Execution Engine and Inter-algorithm communication

Artemis provides access to data from different sources. The data is read into native Arrow buffers directly and all processing is performed on these buffers. The in-memory native Arrow buffers are collected and organized as collections of record batches in order to build new on-disk datasets given the stream of record batches. Once raw data is materialized as Arrow record batches, Artemis needs to provide the correct data inputs to the algorithms so that the final record batches have the defined BPM applied to the data.
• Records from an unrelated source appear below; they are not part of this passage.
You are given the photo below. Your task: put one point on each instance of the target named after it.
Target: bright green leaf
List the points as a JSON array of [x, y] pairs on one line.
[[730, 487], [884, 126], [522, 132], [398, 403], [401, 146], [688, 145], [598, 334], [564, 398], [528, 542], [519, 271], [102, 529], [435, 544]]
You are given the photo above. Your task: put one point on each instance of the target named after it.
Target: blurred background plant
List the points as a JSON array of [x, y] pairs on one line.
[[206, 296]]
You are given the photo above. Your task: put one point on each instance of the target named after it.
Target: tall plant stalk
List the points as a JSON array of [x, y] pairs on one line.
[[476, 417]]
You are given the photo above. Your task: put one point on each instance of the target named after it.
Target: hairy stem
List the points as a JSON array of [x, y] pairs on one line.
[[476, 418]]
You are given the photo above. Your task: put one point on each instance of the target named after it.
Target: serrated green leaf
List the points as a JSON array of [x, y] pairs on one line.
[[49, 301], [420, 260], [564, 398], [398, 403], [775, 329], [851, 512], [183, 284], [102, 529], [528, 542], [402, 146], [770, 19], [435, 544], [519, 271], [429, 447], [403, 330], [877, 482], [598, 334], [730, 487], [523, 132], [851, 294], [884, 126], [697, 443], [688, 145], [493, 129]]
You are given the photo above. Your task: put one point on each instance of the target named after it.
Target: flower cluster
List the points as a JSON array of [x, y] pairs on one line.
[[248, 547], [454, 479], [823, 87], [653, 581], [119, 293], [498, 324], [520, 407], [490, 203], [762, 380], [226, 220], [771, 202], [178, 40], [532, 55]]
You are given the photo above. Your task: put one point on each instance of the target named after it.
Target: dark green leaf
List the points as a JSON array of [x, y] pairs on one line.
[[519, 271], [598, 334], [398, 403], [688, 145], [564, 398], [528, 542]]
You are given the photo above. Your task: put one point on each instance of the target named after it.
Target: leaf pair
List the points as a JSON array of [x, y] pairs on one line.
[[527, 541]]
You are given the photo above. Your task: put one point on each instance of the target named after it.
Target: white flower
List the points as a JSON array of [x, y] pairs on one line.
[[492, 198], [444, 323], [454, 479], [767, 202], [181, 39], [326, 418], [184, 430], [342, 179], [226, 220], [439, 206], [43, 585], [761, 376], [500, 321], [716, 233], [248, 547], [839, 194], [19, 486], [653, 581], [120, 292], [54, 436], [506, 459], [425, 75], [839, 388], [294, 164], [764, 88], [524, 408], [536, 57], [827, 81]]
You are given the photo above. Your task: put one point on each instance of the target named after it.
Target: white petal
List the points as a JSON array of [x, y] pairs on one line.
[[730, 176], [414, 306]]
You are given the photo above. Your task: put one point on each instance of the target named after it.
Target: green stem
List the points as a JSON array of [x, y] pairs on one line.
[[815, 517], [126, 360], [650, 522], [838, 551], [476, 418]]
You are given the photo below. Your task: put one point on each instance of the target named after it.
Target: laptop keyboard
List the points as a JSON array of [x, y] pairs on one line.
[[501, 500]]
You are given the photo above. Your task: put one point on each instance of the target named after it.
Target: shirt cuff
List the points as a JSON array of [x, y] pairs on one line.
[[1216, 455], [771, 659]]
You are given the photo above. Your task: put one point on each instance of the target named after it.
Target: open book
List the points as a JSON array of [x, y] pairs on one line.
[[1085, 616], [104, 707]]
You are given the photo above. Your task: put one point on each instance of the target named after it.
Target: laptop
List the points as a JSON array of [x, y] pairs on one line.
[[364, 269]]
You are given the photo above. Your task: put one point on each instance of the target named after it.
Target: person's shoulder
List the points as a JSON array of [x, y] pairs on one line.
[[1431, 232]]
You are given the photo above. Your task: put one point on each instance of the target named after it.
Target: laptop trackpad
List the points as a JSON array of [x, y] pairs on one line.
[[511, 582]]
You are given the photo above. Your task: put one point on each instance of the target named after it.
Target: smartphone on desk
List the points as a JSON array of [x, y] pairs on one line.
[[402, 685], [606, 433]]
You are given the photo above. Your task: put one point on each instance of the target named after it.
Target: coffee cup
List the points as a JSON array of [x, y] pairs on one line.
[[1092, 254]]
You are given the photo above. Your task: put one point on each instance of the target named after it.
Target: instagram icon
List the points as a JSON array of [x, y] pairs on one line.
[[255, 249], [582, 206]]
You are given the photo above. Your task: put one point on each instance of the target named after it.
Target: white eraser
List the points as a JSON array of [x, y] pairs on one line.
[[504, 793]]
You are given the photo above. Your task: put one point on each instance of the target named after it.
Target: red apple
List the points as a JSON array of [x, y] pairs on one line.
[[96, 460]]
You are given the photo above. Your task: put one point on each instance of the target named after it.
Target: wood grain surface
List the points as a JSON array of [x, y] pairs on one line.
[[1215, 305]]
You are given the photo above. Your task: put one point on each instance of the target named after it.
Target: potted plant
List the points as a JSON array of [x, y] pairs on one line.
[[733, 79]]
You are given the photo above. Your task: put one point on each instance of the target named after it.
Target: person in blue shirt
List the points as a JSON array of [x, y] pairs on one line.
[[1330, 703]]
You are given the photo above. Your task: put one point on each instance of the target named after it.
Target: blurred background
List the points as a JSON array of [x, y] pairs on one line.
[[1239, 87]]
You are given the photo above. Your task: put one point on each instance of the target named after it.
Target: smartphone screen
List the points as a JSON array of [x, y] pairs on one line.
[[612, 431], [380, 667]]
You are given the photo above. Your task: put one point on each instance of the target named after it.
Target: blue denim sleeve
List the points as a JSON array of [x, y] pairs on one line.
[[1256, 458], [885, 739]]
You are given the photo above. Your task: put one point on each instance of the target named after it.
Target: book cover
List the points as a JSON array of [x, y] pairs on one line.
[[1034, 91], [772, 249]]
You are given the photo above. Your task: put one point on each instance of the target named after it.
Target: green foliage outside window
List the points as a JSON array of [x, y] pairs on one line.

Artemis has a top-level algorithm, Steering, which serves as the execution engine for the user-defined algorithms. The Steering algorithm manages the data dependencies for the execution of the BPM by seeding the required data inputs to each Node in a Tree via an Element. The Tree data structure is the directed graph generated from the user-defined BPM Menu. Steering holds and manages the entire Tree data structure, consisting of the Elements of each Node, the relationships betweens Nodes, and all Arrow buffers attached to the Elements (a reference to the Arrow buffers). The Elements serve as a medium for inter-algorithm communication. The Arrow buffers (data tables) are attached to Elements and can be accessed by subsequent algorithms. TODO Diagram Data Access via Elements

An interesting comparison with the Gandiva contribution to Arrow from Dremio elucidates some parallels to Artemis. Gandiva is a C++ library for efficient evaluation of arbitrary SQL expressions on Arrow buffers using runtime code generation in LLVM. Gandiva is an indepdent kernel, so in principle could be incorporated into any analytics systems. The application submits an expression tree to the compiler, built in a language agnostic protobuf-based expression representation. Once python bindings are developed for Gandiva expressions, Artemis could embed the expressions directly in the algorithm configuration. Planned developments in Arrow also extend to both algebra operators as well as an embeddable C++ execution engine. The embedded executor engine could be used in-process in many programming languages and therefore easily incorporated into Artemis. Arrow developers are taking inspiration from ideas presented in the Volcano engine and from the Ibis project.

Metadata Access

artemis.core.gate.ArtemisGateSvc

Access to framework-level resources in algorithms, such as metadata, histograms and timers is managed via a single class that is available in any algorithm inheriting from the base class.